5. Files & I/O

Use pathlib for cross-platform paths, stream large files, and handle encodings/compression correctly.

Q1 What are some best practices for working with files in Python?

Answer: Always use pathlib for path manipulation, explicitly specify file encoding (e.g., encoding="utf-8"), and use context managers (with open(...)) to ensure files are closed properly.

Explanation: pathlib provides a modern, object-oriented API for filesystem paths that is cleaner and less error-prone than string-based os.path. Failing to specify an encoding can lead to bugs, as the default encoding is system-dependent. For large files, read them line-by-line or in chunks to avoid consuming too much memory.

from pathlib import Path

# Reading
data = Path("data.json").read_text(encoding="utf-8")
# Writing
Path("out.txt").write_text("hello", encoding="utf-8")

Q2 How do you perform atomic file writes to avoid partial files?

Answer: Write to a temporary file in the same directory and os.replace it into place.

Explanation: replace is atomic on the same filesystem; readers never observe a half-written file.

import os, tempfile
from pathlib import Path

def atomic_write(path: Path, data: str):
    with tempfile.NamedTemporaryFile("w", delete=False, dir=path.parent, encoding="utf-8") as tmp:
        tmp.write(data)
        tmp_path = Path(tmp.name)
    os.replace(tmp_path, path)

Q3 How do you read/write compressed files?

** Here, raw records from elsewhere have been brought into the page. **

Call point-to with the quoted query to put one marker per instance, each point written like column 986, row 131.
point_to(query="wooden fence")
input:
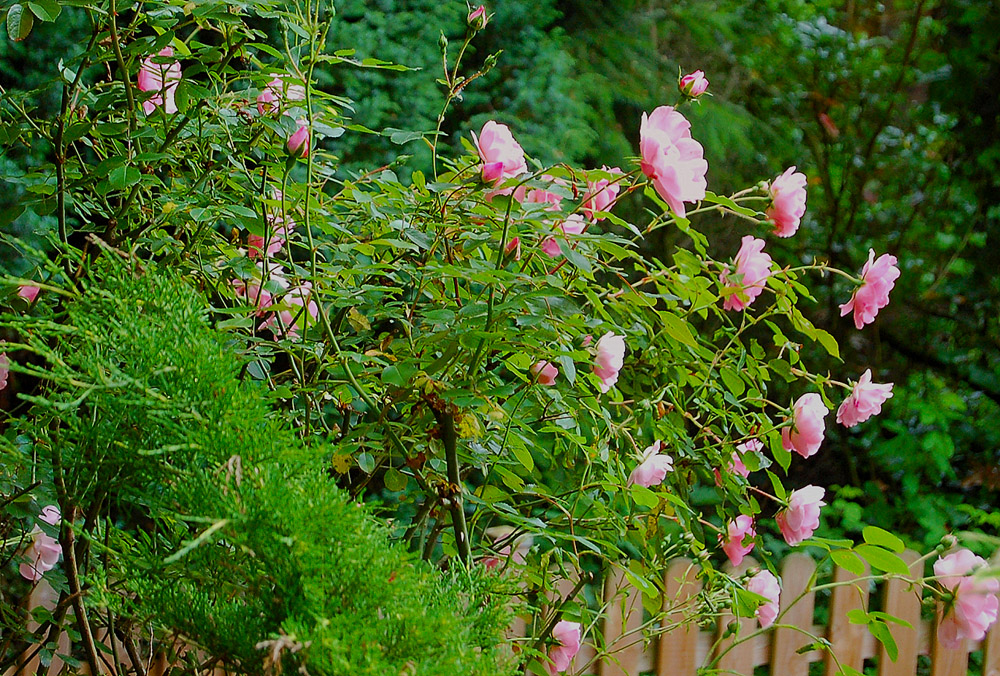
column 683, row 651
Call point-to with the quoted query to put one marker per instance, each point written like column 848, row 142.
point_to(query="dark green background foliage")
column 224, row 529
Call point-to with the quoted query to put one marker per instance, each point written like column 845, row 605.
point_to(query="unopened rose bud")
column 478, row 18
column 693, row 84
column 298, row 143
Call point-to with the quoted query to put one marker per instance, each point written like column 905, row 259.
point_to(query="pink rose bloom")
column 609, row 360
column 788, row 202
column 298, row 307
column 298, row 143
column 161, row 78
column 738, row 530
column 44, row 551
column 478, row 18
column 807, row 430
column 567, row 636
column 975, row 606
column 277, row 91
column 693, row 84
column 4, row 370
column 545, row 373
column 798, row 521
column 877, row 279
column 501, row 155
column 864, row 401
column 652, row 468
column 601, row 194
column 766, row 584
column 753, row 267
column 671, row 159
column 28, row 292
column 514, row 248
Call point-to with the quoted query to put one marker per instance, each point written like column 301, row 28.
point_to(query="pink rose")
column 737, row 531
column 798, row 521
column 807, row 430
column 28, row 292
column 766, row 584
column 753, row 267
column 545, row 373
column 693, row 84
column 609, row 360
column 788, row 202
column 501, row 155
column 298, row 143
column 601, row 194
column 478, row 18
column 652, row 468
column 44, row 551
column 671, row 159
column 567, row 636
column 4, row 370
column 278, row 91
column 877, row 279
column 864, row 401
column 161, row 78
column 975, row 604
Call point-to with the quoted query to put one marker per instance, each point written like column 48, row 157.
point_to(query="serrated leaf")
column 19, row 22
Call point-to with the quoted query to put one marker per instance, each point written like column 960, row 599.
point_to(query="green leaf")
column 882, row 559
column 45, row 10
column 848, row 560
column 678, row 329
column 874, row 535
column 19, row 22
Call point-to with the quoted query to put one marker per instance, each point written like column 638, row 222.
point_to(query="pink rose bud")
column 798, row 521
column 4, row 370
column 567, row 637
column 544, row 373
column 601, row 194
column 807, row 430
column 514, row 248
column 864, row 401
column 298, row 143
column 693, row 84
column 737, row 532
column 671, row 159
column 609, row 360
column 766, row 584
column 975, row 605
column 753, row 267
column 161, row 78
column 652, row 468
column 877, row 279
column 28, row 292
column 788, row 202
column 502, row 156
column 44, row 551
column 478, row 18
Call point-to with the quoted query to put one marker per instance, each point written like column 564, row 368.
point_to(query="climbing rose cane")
column 753, row 267
column 162, row 78
column 864, row 401
column 567, row 635
column 652, row 468
column 766, row 584
column 806, row 434
column 609, row 360
column 671, row 159
column 975, row 605
column 801, row 518
column 788, row 202
column 737, row 531
column 877, row 279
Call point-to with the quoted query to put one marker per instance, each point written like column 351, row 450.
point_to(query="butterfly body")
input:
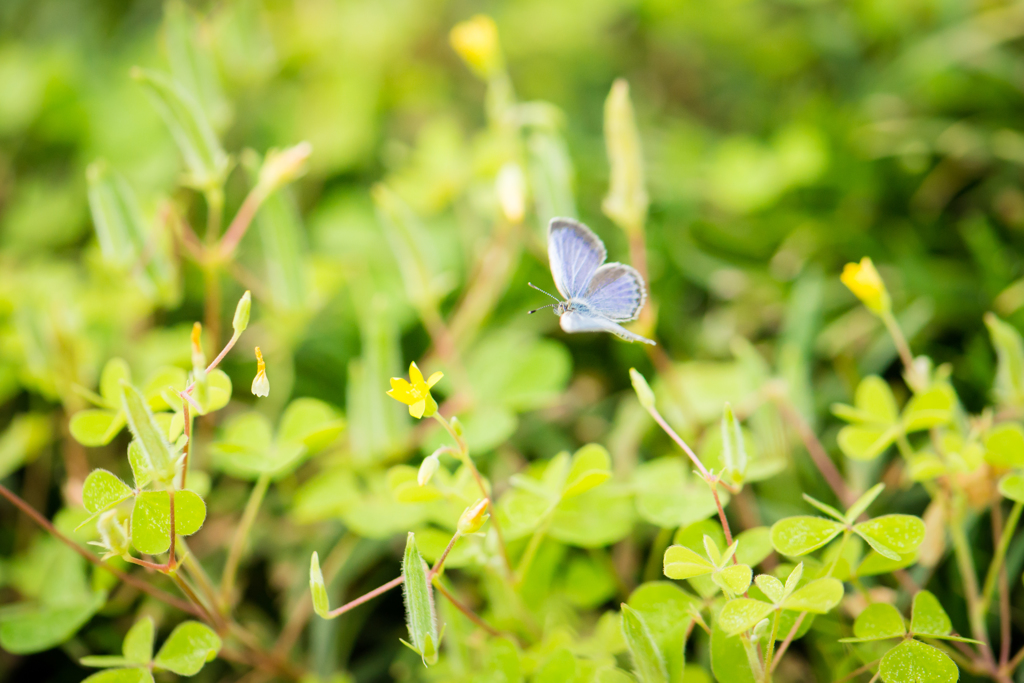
column 597, row 295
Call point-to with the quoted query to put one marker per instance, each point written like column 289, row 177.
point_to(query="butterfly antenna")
column 540, row 290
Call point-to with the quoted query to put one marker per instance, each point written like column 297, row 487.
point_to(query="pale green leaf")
column 928, row 617
column 802, row 535
column 647, row 657
column 188, row 647
column 911, row 662
column 137, row 646
column 741, row 614
column 818, row 596
column 151, row 519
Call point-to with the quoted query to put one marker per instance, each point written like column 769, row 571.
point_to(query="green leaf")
column 1012, row 486
column 103, row 489
column 420, row 614
column 1009, row 387
column 755, row 546
column 207, row 162
column 911, row 662
column 26, row 629
column 818, row 596
column 318, row 590
column 681, row 562
column 591, row 467
column 931, row 409
column 95, row 427
column 151, row 519
column 1005, row 445
column 151, row 437
column 735, row 579
column 878, row 622
column 892, row 536
column 862, row 503
column 646, row 656
column 188, row 647
column 137, row 646
column 802, row 535
column 121, row 676
column 928, row 617
column 771, row 587
column 668, row 496
column 733, row 446
column 865, row 442
column 740, row 614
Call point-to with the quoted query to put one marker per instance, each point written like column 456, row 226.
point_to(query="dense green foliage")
column 351, row 186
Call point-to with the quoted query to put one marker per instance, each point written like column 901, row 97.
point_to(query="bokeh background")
column 781, row 139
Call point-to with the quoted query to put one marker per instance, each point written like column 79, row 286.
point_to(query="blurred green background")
column 781, row 139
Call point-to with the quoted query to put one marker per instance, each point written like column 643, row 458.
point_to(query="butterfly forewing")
column 616, row 292
column 574, row 253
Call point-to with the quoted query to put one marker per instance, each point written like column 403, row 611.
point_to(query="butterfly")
column 597, row 297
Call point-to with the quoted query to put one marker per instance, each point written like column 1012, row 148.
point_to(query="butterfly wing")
column 576, row 322
column 615, row 292
column 574, row 253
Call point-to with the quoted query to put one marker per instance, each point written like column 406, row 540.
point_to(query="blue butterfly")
column 597, row 297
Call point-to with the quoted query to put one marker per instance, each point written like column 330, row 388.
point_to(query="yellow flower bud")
column 473, row 517
column 476, row 42
column 866, row 285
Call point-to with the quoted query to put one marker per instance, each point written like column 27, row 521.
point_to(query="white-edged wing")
column 574, row 253
column 615, row 292
column 574, row 322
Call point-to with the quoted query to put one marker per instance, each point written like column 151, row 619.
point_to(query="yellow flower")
column 261, row 385
column 865, row 283
column 476, row 42
column 416, row 393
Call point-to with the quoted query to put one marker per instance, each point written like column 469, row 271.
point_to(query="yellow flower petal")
column 415, row 376
column 417, row 409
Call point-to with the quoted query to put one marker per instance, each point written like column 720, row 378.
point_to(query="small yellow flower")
column 416, row 392
column 866, row 285
column 261, row 385
column 476, row 42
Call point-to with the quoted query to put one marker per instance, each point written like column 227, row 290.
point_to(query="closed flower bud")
column 242, row 311
column 867, row 286
column 427, row 469
column 474, row 516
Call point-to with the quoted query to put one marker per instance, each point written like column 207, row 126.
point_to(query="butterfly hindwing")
column 574, row 253
column 576, row 322
column 615, row 292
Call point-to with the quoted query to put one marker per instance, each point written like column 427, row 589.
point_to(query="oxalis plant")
column 585, row 564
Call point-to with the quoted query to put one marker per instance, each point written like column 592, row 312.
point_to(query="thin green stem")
column 239, row 542
column 771, row 647
column 999, row 557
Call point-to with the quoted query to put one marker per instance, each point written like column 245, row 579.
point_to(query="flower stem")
column 239, row 542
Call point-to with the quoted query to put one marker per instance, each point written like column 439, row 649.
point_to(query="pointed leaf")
column 862, row 503
column 771, row 587
column 681, row 562
column 802, row 535
column 892, row 534
column 591, row 467
column 819, row 596
column 911, row 662
column 152, row 439
column 420, row 614
column 188, row 647
column 928, row 616
column 647, row 657
column 741, row 614
column 151, row 519
column 137, row 646
column 103, row 489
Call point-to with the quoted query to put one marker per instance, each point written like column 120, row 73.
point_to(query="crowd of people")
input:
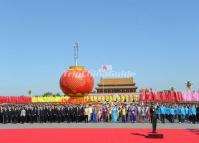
column 98, row 112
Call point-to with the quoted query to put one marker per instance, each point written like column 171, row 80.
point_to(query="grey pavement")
column 98, row 125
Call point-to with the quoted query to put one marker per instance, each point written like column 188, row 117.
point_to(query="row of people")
column 100, row 112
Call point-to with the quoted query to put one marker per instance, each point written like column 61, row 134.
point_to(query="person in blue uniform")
column 186, row 113
column 182, row 114
column 172, row 114
column 162, row 113
column 114, row 114
column 193, row 116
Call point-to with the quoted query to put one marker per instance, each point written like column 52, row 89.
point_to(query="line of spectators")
column 99, row 112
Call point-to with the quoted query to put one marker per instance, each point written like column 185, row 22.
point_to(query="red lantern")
column 76, row 81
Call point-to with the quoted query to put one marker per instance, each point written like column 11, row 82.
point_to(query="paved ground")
column 98, row 125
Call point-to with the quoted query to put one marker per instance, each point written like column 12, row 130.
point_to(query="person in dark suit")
column 153, row 118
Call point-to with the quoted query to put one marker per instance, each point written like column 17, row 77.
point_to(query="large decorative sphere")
column 76, row 81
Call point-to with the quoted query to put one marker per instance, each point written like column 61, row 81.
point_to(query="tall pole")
column 76, row 46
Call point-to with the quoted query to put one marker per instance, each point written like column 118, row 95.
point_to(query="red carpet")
column 96, row 136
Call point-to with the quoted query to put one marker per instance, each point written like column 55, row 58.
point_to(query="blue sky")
column 156, row 39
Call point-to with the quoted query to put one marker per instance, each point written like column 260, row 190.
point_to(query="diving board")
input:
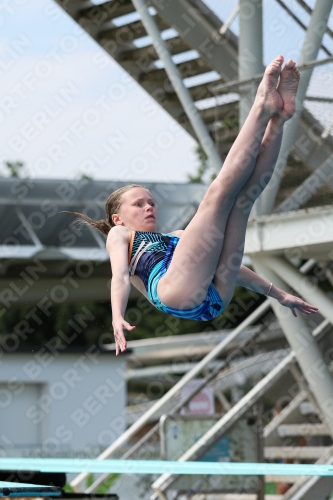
column 71, row 465
column 9, row 489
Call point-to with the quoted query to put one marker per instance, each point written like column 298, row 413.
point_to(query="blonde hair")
column 112, row 206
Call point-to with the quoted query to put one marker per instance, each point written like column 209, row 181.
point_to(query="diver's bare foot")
column 267, row 96
column 287, row 88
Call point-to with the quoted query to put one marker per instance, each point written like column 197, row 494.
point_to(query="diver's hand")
column 294, row 303
column 119, row 326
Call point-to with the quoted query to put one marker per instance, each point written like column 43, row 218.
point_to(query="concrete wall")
column 60, row 405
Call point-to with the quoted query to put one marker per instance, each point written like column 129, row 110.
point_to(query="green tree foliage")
column 15, row 169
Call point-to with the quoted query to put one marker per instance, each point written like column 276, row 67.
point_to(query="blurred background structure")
column 201, row 61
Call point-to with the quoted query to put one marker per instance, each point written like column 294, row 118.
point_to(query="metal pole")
column 310, row 49
column 305, row 348
column 178, row 84
column 250, row 51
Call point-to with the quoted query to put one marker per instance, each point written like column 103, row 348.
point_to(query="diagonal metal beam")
column 306, row 350
column 179, row 86
column 310, row 49
column 250, row 52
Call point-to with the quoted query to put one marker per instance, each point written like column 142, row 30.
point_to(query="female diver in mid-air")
column 192, row 273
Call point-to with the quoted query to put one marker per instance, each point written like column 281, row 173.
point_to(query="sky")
column 67, row 108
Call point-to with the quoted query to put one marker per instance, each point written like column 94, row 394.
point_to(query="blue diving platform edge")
column 9, row 489
column 71, row 465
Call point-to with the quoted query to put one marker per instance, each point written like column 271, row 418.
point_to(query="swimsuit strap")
column 130, row 246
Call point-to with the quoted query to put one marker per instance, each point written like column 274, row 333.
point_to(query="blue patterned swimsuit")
column 149, row 256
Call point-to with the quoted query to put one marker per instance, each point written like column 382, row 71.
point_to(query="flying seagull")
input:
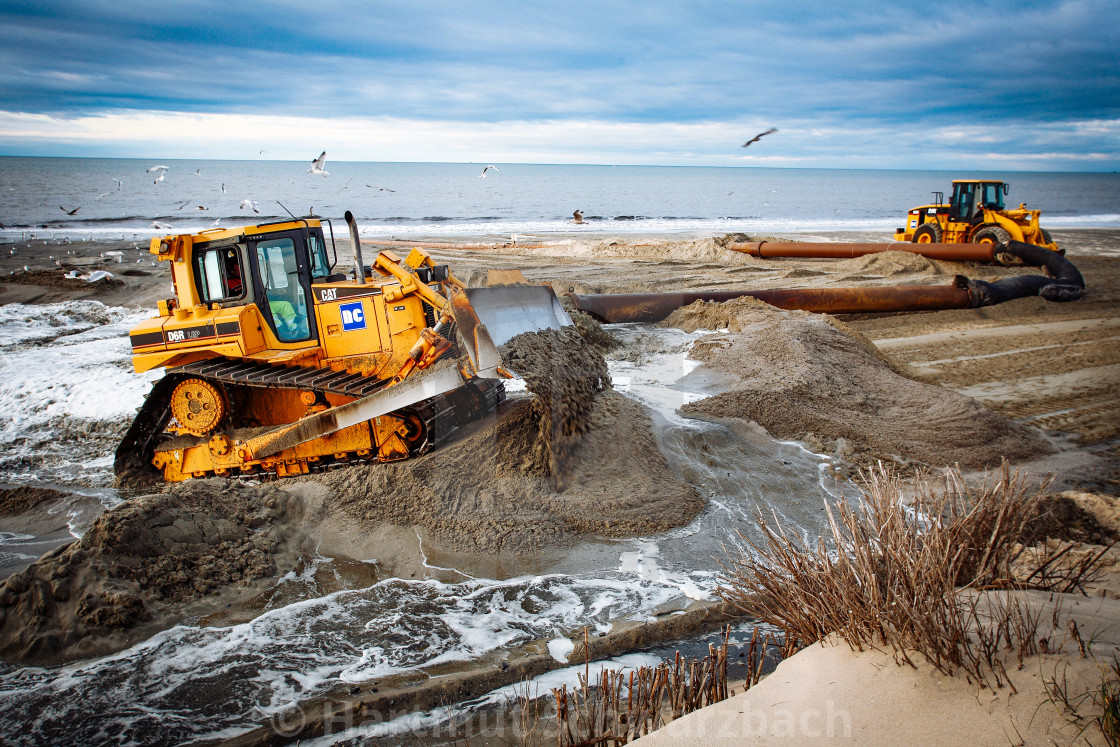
column 318, row 166
column 759, row 137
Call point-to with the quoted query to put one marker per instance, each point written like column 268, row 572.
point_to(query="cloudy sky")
column 1002, row 84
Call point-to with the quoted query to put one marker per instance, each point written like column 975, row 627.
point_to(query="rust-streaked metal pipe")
column 654, row 307
column 948, row 252
column 448, row 244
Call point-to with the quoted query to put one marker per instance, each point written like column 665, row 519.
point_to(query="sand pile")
column 492, row 492
column 894, row 263
column 806, row 377
column 571, row 460
column 143, row 563
column 17, row 500
column 565, row 373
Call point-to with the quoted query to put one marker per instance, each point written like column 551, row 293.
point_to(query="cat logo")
column 353, row 316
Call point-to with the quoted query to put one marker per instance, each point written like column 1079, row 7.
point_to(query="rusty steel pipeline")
column 654, row 307
column 948, row 252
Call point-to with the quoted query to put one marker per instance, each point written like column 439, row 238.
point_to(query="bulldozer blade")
column 509, row 310
column 438, row 380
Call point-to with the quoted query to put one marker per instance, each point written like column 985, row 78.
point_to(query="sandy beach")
column 1030, row 381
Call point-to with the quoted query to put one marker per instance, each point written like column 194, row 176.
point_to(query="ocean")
column 416, row 199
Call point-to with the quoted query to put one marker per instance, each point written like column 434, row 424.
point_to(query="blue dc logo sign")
column 353, row 316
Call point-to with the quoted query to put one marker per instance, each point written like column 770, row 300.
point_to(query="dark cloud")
column 852, row 64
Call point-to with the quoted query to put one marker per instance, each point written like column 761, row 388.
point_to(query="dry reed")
column 907, row 575
column 618, row 707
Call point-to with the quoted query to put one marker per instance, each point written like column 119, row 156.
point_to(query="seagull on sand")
column 759, row 137
column 318, row 166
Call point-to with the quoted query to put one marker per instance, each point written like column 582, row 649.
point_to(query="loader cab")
column 970, row 198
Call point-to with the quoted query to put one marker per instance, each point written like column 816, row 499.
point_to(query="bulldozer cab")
column 274, row 270
column 970, row 198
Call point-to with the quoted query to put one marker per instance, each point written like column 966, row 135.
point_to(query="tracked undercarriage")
column 207, row 445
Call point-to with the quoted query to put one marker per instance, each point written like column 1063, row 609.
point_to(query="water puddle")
column 338, row 622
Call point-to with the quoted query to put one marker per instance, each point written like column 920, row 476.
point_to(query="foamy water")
column 193, row 683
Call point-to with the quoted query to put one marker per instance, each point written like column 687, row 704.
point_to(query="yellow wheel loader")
column 277, row 364
column 974, row 215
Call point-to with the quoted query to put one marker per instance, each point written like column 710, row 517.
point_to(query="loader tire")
column 927, row 233
column 991, row 234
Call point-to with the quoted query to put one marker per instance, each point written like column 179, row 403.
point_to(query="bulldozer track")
column 441, row 414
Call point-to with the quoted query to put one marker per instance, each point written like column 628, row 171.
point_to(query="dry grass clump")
column 619, row 707
column 905, row 573
column 1098, row 707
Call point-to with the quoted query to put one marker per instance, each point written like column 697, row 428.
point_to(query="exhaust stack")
column 356, row 243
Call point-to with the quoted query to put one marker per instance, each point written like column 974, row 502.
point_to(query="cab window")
column 218, row 274
column 319, row 265
column 992, row 196
column 285, row 297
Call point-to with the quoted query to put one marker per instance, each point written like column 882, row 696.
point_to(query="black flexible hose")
column 1064, row 282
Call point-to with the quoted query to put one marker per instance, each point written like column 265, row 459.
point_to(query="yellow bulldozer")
column 274, row 363
column 974, row 215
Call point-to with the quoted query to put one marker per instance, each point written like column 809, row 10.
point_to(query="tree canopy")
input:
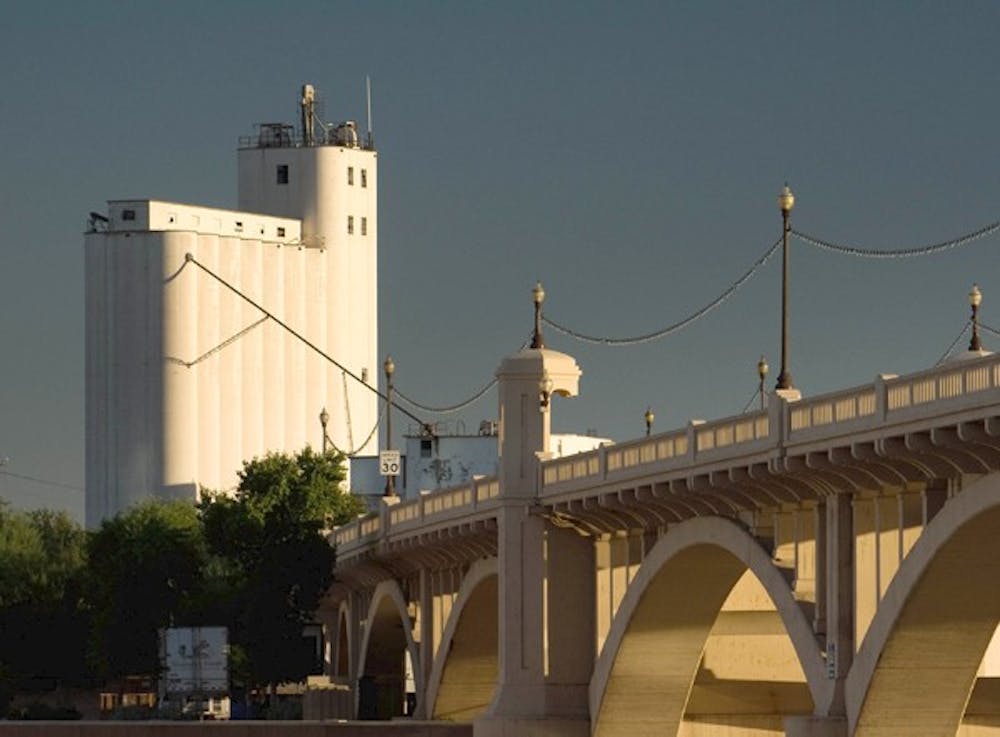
column 146, row 568
column 270, row 533
column 42, row 616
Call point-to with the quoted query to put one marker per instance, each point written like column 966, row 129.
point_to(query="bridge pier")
column 814, row 726
column 546, row 573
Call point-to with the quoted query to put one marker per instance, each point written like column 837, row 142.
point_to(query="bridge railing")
column 699, row 441
column 956, row 386
column 429, row 508
column 953, row 385
column 889, row 399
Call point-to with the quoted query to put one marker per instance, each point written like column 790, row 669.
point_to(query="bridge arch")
column 463, row 679
column 915, row 670
column 342, row 649
column 644, row 676
column 386, row 645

Answer: Use modules like gzip/bz2/lzma; wrap in text mode for strings.

import gzip
from pathlib import Path

with gzip.open("data.json.gz", "rt", encoding="utf-8") as f:
    text = f.read()

Q4 How do you recursively find files with patterns?

Answer: Use Path.rglob("pattern").

from pathlib import Path
for p in Path("logs").rglob("*.log"):
    print(p)

Q5 When is `mmap` useful?

Answer: For memory-mapped I/O enabling random access to large files without reading them entirely into memory.

Explanation: Great for scanning binary formats; the OS handles paging efficiently.